Я давно не видела этот текст, а эмоции роднили меня с той давно забытой девушкой, и всё еще казались настоящими, ранили. Чушь! Прежняя я была влюблена, испытала потерю и не могла решиться принять это. Юлия Снегова двадцатого века – подросток. Там слишком много от меня самой, впервые влюбившейся в парня. Будучи в бреду, я позволила той Юлии обрести счастье.
Продолжила разбирать собственные каракули, и они виделись мне сложными, загадочными, несущими какое-то объяснение, пытающимися предостеречь от чего-то. Ошибок, например, или дать понять, что всё произошло давно и не следовало оборачиваться назад.
Две истории, описанные мной, противоречили друг другу и одновременно составляли общее целое. Одна – предупреждала, вторая – дарила надежду. Я уже тогда в подростковом периоде настроилась на полёт в экспедицию, и он случился в моей жизни. Правду говорят, мысли материальны.
Всего текста я не помнила. Прочитав его в доме родителей и положив на полку в гардеробе, очень хотелось забыть срыв. Теперь, с высоты прожитых лет, не видела ничего дурного в том, чтобы перечитать рукопись. Возможно, это поможет переступить черту и топать дальше по жизни под руку с Максимом. Я слишком долго жила прошлым, очень много работала над тем, чтобы забыть его. Прах Марка всегда стоял между будущим и мной. Прах Марка был отправной точкой для того, что удалось достичь. Прах Марка не давал покоя долгие годы, побуждая меня отказываться от всего и концентрироваться на науке. Теперь я взрослая женщина, и пора расстаться с глупыми предубеждениями. Оттого и следовало еще раз прочитать тетрадь.
– Через час всем собраться в кают-компании.
Голос командира, выдернул меня из первой страницы Дневника. Я вспомнила, что хотела поговорить с капитаном судна, и правильнее сделать это сейчас.

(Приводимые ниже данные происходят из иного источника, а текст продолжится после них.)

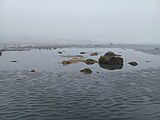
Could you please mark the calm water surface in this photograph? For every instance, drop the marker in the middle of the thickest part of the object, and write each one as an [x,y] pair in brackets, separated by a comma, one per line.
[57,92]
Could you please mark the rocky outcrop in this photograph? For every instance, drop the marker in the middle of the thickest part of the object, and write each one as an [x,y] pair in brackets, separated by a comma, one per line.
[111,67]
[33,71]
[111,61]
[67,62]
[59,52]
[133,63]
[90,61]
[86,71]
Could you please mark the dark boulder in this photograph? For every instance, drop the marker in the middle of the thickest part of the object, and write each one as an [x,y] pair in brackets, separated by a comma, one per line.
[86,71]
[133,63]
[33,71]
[111,67]
[110,53]
[111,60]
[94,54]
[0,53]
[59,52]
[82,52]
[90,61]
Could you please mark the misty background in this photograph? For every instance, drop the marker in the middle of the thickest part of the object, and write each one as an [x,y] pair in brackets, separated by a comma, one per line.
[80,21]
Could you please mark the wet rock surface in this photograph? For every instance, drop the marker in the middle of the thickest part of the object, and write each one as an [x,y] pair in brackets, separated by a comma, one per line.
[86,71]
[110,58]
[94,54]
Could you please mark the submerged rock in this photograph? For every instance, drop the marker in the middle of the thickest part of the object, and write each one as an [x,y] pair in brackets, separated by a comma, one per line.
[94,54]
[133,63]
[90,61]
[111,67]
[86,71]
[13,61]
[111,61]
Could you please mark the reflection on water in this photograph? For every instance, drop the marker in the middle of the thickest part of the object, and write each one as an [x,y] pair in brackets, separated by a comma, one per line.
[111,67]
[50,60]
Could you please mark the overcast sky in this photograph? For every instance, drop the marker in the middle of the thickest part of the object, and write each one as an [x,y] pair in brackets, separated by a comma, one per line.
[101,21]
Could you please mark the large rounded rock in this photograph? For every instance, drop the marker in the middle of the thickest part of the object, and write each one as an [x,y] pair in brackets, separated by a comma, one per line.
[90,61]
[111,60]
[111,67]
[86,71]
[110,53]
[94,54]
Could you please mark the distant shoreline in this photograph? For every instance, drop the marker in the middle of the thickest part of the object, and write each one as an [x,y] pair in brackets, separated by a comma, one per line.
[150,49]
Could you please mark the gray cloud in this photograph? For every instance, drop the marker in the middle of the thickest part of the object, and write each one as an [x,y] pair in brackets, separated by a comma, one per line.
[102,21]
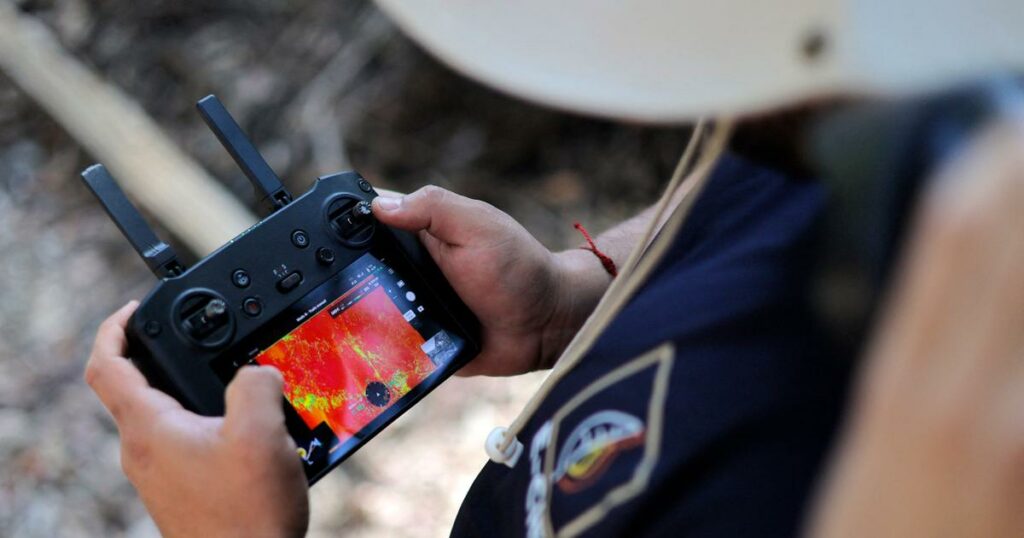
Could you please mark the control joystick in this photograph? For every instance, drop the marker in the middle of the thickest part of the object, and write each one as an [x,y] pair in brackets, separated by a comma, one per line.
[317,288]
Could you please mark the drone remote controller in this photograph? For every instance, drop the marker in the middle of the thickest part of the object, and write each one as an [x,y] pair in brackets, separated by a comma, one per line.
[355,316]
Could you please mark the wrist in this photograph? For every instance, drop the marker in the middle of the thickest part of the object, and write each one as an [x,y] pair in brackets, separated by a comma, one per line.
[580,281]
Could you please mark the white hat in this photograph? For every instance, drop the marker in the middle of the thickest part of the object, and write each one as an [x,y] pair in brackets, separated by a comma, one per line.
[667,60]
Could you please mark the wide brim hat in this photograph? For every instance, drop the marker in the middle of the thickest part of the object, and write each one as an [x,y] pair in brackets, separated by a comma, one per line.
[672,60]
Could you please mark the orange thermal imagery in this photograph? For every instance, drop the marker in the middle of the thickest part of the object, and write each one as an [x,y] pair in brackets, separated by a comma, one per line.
[346,370]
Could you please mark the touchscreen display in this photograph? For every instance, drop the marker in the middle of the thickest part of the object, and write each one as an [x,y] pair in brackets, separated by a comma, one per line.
[364,341]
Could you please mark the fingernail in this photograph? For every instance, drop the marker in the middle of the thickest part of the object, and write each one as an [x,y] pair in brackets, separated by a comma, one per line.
[387,203]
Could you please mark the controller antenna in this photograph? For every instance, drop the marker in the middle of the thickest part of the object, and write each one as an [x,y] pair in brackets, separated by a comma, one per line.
[158,255]
[270,192]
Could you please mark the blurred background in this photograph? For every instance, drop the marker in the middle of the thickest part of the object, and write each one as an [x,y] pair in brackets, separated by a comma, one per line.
[321,87]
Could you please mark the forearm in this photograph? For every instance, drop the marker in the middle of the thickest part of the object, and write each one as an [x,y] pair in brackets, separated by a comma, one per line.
[583,280]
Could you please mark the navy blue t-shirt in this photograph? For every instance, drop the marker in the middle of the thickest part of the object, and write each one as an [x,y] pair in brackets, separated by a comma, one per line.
[707,406]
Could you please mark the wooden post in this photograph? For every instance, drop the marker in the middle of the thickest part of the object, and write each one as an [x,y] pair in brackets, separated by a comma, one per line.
[119,133]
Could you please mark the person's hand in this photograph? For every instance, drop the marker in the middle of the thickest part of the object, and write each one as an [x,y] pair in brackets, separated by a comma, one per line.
[529,301]
[936,443]
[237,476]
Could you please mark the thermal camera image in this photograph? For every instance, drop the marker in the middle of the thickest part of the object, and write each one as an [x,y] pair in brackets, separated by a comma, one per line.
[346,369]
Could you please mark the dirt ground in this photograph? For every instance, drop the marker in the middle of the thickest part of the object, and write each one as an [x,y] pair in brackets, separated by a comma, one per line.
[320,86]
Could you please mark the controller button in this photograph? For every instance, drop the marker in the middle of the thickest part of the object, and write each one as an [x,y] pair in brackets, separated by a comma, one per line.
[252,306]
[325,256]
[290,282]
[241,279]
[152,328]
[300,239]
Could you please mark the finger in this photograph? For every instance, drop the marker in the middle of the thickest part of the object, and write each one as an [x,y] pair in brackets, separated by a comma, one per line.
[121,387]
[445,215]
[253,403]
[389,193]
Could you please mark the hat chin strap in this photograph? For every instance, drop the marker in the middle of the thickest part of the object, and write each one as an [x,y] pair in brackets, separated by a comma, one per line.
[688,179]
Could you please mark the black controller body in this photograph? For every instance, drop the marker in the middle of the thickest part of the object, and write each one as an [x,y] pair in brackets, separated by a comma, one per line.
[355,315]
[280,266]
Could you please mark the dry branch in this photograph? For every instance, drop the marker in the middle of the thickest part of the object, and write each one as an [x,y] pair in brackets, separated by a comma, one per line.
[118,132]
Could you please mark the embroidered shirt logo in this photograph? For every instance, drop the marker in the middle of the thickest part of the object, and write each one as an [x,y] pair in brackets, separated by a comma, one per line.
[593,445]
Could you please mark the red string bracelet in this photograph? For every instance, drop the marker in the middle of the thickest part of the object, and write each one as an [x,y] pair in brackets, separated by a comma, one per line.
[609,264]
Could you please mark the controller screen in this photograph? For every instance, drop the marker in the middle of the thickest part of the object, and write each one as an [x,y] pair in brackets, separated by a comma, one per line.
[354,356]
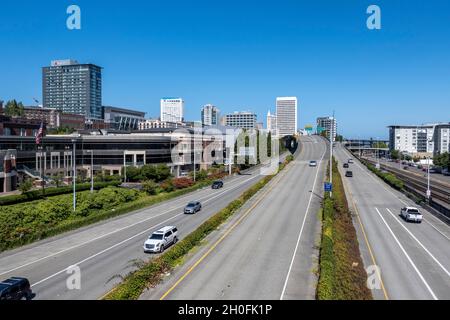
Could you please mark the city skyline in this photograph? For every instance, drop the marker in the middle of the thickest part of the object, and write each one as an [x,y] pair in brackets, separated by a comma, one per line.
[243,61]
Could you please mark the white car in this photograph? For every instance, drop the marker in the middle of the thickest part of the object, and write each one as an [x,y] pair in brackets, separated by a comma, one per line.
[161,239]
[411,214]
[313,163]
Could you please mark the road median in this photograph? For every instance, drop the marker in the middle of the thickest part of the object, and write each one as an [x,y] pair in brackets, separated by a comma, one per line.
[342,274]
[153,271]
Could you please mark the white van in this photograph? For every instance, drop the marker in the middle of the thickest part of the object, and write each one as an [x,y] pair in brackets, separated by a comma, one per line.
[161,239]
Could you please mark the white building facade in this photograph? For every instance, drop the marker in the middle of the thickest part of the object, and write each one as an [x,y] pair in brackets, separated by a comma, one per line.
[286,116]
[210,115]
[172,110]
[329,125]
[242,120]
[271,123]
[415,140]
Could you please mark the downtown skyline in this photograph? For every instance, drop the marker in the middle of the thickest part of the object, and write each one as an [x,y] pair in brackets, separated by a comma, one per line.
[371,79]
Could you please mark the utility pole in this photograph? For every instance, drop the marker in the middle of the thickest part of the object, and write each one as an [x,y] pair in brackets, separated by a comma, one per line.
[74,176]
[331,153]
[92,171]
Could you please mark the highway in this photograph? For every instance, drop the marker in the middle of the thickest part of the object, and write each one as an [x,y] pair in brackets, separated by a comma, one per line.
[414,259]
[269,249]
[109,249]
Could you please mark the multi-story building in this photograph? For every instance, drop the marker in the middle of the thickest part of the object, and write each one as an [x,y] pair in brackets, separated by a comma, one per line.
[442,138]
[8,173]
[415,140]
[243,120]
[172,110]
[327,125]
[73,88]
[286,116]
[121,118]
[272,123]
[210,115]
[54,118]
[158,124]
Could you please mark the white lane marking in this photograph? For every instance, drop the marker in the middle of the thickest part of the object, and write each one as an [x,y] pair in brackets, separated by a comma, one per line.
[408,257]
[123,241]
[105,250]
[420,243]
[115,231]
[403,202]
[301,229]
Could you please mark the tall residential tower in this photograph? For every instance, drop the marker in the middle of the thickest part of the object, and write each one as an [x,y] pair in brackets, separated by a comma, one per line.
[286,116]
[73,88]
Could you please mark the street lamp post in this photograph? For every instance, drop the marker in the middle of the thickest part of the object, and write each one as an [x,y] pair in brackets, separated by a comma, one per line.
[428,179]
[74,176]
[92,170]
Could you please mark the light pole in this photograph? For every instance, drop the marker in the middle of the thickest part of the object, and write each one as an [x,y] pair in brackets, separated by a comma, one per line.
[331,153]
[74,176]
[92,170]
[428,179]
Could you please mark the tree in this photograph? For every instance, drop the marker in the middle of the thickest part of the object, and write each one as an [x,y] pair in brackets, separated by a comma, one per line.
[25,186]
[14,109]
[442,160]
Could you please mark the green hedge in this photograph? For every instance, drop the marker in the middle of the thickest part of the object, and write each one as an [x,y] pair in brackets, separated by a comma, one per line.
[37,194]
[151,273]
[19,228]
[339,279]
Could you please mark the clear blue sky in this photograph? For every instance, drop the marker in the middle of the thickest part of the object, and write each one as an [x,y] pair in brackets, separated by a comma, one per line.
[241,55]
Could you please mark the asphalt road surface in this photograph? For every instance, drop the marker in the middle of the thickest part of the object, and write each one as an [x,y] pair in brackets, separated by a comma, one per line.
[413,259]
[268,250]
[107,250]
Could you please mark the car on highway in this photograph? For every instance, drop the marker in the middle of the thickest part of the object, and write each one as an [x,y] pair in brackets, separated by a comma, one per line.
[192,207]
[161,239]
[411,214]
[15,288]
[217,184]
[313,163]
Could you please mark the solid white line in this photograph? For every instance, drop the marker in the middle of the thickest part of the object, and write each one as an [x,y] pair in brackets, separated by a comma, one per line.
[408,257]
[124,241]
[301,229]
[420,243]
[117,230]
[398,198]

Поднялась с кровати и направилась к выходу. Открыв дверь, я уперлась в невидимую плотную преграду. Вытянула руку, трогая пространство перед собой. Странное ощущение, будто касалась застывшего геля. Пальцы утопали, но слабое сопротивление материала моим движениям чувствовалось. Это какое-то силовое поле? Но тогда почему оно осязаемо?
Моя кисть увязла в невидимой препоне. Я попыталась ее вытащить, но не смогла. Инстинктивно уперлась в мягкую преграду другой ладонью и попыталась вытянуть застрявшую. Вместо этого вторая рука тоже увязла.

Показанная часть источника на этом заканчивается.